Paylaş
Biz hep ezeriz
Türkiye'de son zamanlarda üzerine en çok söz edilen insanlardan biri Mehmet Ali Erbil. Medyada, evde, kadınlar arasında, gazetelerde hep bir şekilde Mehmet Ali Erbil'le karşılaşıyoruz. Çünkü Erbil'in yaptıkları genelin anladığı anlamda normal değil. Bir başkası söylerse kızılacak bazı sözleri o söylediğinde çok batmıyor.
Mehmet Ali Erbil'in enerjisine de şaşmamak elde değil. Haftanın beş günü, iki-üç saate yakın ‘‘Çarkıfelek’’ gibi reyting sıralamasında üst sıradan inmeyen bir programı sunacaksın, program biter bitmez de soluğu Maksim Gazinosu'nda alacaksın. Orada da en az kendin gibi ünlü isimlerden; İbrahim Tatlıses ve Muazzez Abacı'dan replik çalmaya çalışacaksın. Valla bravo. Erbil'in bunu sadece para için yapmadığına inanıyorum. Ama niye yaptığını da merak ediyorum. Para değilse ‘‘bu müthiş çabanın nedeni ne’’ sorusunu kendime hep soruyorum. Ve galiba bu sorunun yanıtının olmadığını da biliyorum. Sonra ayrıca bu sorunun yanıtı ‘‘sadece para için’’ olsa ne olacak diye de düşünüyorum.

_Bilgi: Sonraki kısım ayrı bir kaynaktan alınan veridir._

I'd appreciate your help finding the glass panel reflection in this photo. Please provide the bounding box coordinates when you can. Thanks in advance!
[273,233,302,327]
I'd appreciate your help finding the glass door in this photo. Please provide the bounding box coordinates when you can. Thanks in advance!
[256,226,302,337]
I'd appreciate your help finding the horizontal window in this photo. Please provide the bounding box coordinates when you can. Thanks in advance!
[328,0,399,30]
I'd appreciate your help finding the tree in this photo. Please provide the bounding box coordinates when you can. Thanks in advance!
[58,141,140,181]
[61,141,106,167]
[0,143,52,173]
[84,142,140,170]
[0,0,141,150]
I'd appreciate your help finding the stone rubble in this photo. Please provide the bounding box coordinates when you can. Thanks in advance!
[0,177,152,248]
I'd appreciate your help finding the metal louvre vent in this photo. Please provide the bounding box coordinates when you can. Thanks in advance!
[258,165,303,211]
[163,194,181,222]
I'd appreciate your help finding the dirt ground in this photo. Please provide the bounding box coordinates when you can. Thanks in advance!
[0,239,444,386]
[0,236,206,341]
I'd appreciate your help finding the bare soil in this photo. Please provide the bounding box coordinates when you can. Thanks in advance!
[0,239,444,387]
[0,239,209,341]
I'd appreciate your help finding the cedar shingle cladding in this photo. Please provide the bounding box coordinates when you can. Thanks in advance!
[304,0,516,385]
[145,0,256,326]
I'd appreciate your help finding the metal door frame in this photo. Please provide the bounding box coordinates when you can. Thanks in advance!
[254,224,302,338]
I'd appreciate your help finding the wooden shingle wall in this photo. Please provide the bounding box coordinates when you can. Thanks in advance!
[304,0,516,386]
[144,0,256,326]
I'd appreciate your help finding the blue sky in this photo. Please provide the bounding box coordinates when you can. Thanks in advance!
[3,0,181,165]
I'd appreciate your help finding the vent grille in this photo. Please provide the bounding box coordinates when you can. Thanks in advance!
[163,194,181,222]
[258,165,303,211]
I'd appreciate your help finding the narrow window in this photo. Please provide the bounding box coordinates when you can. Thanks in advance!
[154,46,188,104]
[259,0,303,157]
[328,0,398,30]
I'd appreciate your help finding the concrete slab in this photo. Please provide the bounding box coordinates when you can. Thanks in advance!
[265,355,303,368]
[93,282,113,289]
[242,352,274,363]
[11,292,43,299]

Bizi, dertlerimizle başbaşa bırakmayıp türlü varyasyonlarla oyalayan, birkaç saatliğine de olsa günlük koşuşturmalardan sıyıran, ‘‘dobrovski’’ diyerek gülmemize neden olan, yanına aldığı güzel kızlar sayesinde Türkiye'de yeni bir nesil varmış dedirten bu adam, küpünü doldursa ne olacak? Mehmet Ali Erbil'siz, Reha Muhtar'sız, Beyaz'sız, Cem Yılmaz'sız, Yılmaz Erdoğan'sız, Hülya Avşar'sız, Güner Ümit'siz bir yaşam daha renkli mi geçecek? Bence hayır.
Eğer biz, kendi ‘‘küçük’’ dünyamızın bize kazandırdığı bazı önyargıları bir kenara itersek yukarıda adını saydığım ve sayamadığım isimlerle daha rahat yaşarız. Zaten yaşıyoruz ama hayatı kendimize ve onlara ziyan ederek. Niye onu yaptın, niye bunu yaptın sorgulamasını hep üzerlerinde tutarak. Üstelik onlara reytinglerin en fazlasını vererek. Sizleri izleriz ama bir yandan da ezerizi hep göstererek.